The basics : At each level where you assign storage to something, thin provisioning will allow you to propose a logical object of that storage type that basically lies to the system consuming it so that you don’t need to physically allocate the total size immediately, but instead will consume it as writes go to the object.

Storage bay: “Sure, here’s a 4Tb LUN, format it!”

Server: “Cool, I have 4Tb of new space to put stuff!”

Reality: you’ve written the filesystem file allocation table and used a few megabytes.

The danger of thin provisioning is spending beyond your means. If your storage bay only has 2Tb of space and you allocate a 4Tb LUN, the day that you need to write that one byte over the physical 2Tb you have, the system will just refuse to do so and you’re screwed. So the rule of thumb I always use at the storage bay level is to only allocate up to what you really have available. Thin provisioning means that you will probably have some extra swing space available for emergencies. But that’s what it’s for: emergencies like having the swing space to do a restore without wiping the original machine.

With that said, the problem this client was having was that the UI on his storage bay would show him the amount of space that a given LUN was actually using and for some reason the UI was showing the volumes using a traditional green-yellow-red coloring based on the amount of blocks allocated. Not understanding the way the storage system worked, he was understandably concerned when he started seeing volumes in red. Note to all UI designers: stop this! As long as you haven’t allocated more volume space than you have, fully allocated volumes are not an issue. Not necessarily the most efficient use of your disk as we’ll in a second, but not a problem.

A thin provisioned volume that has 100% of its blocks allocated is not in danger of anything. It’s working as designed. But how do you get to 100% when obviously from the server consuming the volume it’s not 100% full? This is the difference between allocated at the storage level and being part of a logically defined file object. When you create a new file, it obviously has to allocate some fresh blocks to store it. But when you delete the file, the filesystem doesn’t actually do anything to the blocks where the file’s data is stored. All it does is update the allocation table to note that the blocks previously occupied by the file are no longer used.

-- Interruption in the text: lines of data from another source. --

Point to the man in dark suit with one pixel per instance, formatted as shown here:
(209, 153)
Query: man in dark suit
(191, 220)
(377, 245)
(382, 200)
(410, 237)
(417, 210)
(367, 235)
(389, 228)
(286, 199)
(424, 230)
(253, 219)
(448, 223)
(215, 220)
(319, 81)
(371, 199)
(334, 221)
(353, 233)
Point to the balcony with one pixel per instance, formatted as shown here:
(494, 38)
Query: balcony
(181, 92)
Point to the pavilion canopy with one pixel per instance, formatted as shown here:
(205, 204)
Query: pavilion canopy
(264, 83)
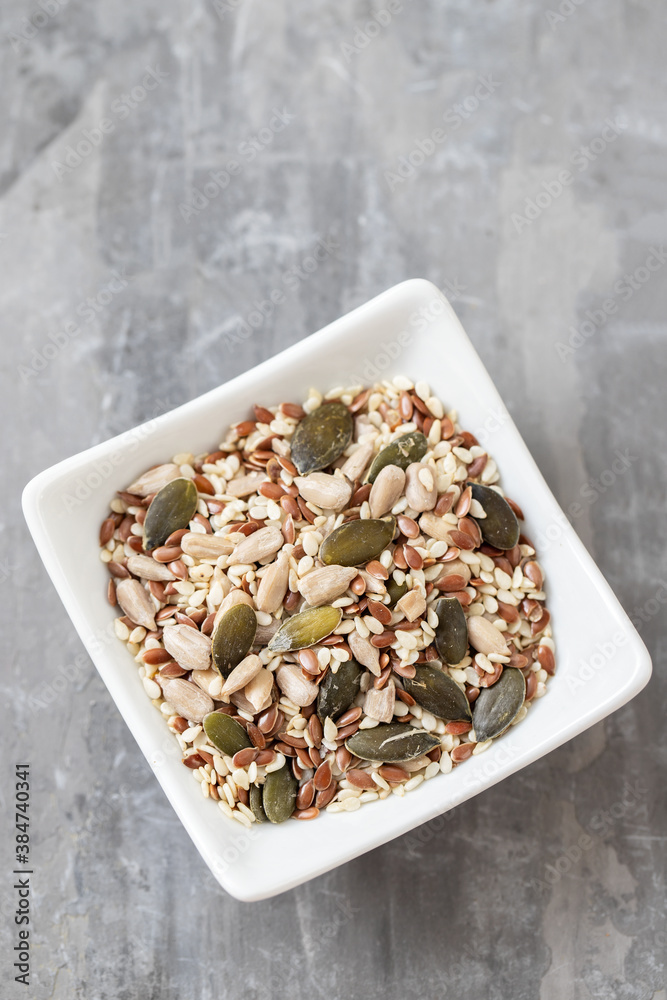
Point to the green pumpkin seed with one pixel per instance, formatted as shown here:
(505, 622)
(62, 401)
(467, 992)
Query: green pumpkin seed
(255, 799)
(500, 527)
(279, 795)
(233, 638)
(225, 733)
(402, 452)
(391, 742)
(451, 633)
(305, 629)
(396, 590)
(497, 706)
(438, 694)
(321, 437)
(357, 542)
(338, 691)
(172, 508)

But the underlying storage has no concept of files or file systems. It is just a bunch of dumb blocks associated with a set of addresses on the physical storage. You asked it to allocate those blocks and it did so. The fact that the filesystem is no longer using them is not its problem. You did put data on them at one point so they’ve been allocated.

Now at the filesystem level, deleting that file freed up space from its point of view. If at some time in the future it needs to write a new file and all of the blocks have been written to at some point in the past, it’s simply going to write that new file onto blocks that previously held the data of a file that has been deleted. So in this case, the previously allocated blocks are going to have their contents overwritten by the new data, but not consuming any additional space on the underlying storage.

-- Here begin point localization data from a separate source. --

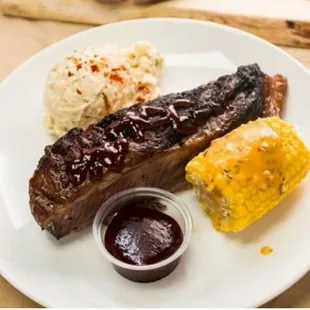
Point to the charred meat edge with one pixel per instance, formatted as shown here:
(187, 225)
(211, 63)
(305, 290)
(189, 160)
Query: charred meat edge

Back to the efficiency question. What if I create a volume, fill it with data and then delete everything? Well, the filesystem will be empty and ready to accept new files, so that’s fine from a functional use standpoint. But if you can’t delete the volume and you want that space back to use for something else you need some kind of arrangement between the consumer of the storage and the storage system so that they can agree on which blocks the filesystem is actually using so the storage system can put the unused blocks back in circulation.

The old school brute force method was having a process in the storage consumer that would write zeroes to all of the blocks not currently used by files and then the storage system would run a process looking for zeros and take back those blocks. If you’ve been paying attention you can see how inefficient this process is since writing a zero is writing data so the storage system will allocate all of the blocks on the volume and then go back and shrink it later. Aside from the insane amount of IO traffic that this generates, this is awfully time-consuming. Smarter storage systems look for zeroes being written and treat them as requests to free up the blocks and if there’s a read to an unallocated block, it knows that it can only contain a zero (assuming that you had real data that contained blocks of zeroes).

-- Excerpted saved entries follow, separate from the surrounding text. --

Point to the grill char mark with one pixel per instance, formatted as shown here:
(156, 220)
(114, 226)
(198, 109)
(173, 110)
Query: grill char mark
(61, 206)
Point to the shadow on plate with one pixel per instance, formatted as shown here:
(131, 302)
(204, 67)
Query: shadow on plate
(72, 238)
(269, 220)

Then if you’re using VMware and a storage system compatible with VAAI and using VMFS 6 there’s a kind of backchannel that allows the storage system to understand a delete request at the filesystem level and free up the corresponding blocks.

Anyway the point I wanted to make here was that thin provisioned volumes on a storage bay that are red because they are 100% allocated are not a reason to panic. UI designers please take note. On the other hand start ringing bells and putting up flashing alerts when the allocated space exceeds the physical capacity of the system because without this people can dig themselves in pretty deep if they’re not paying attention.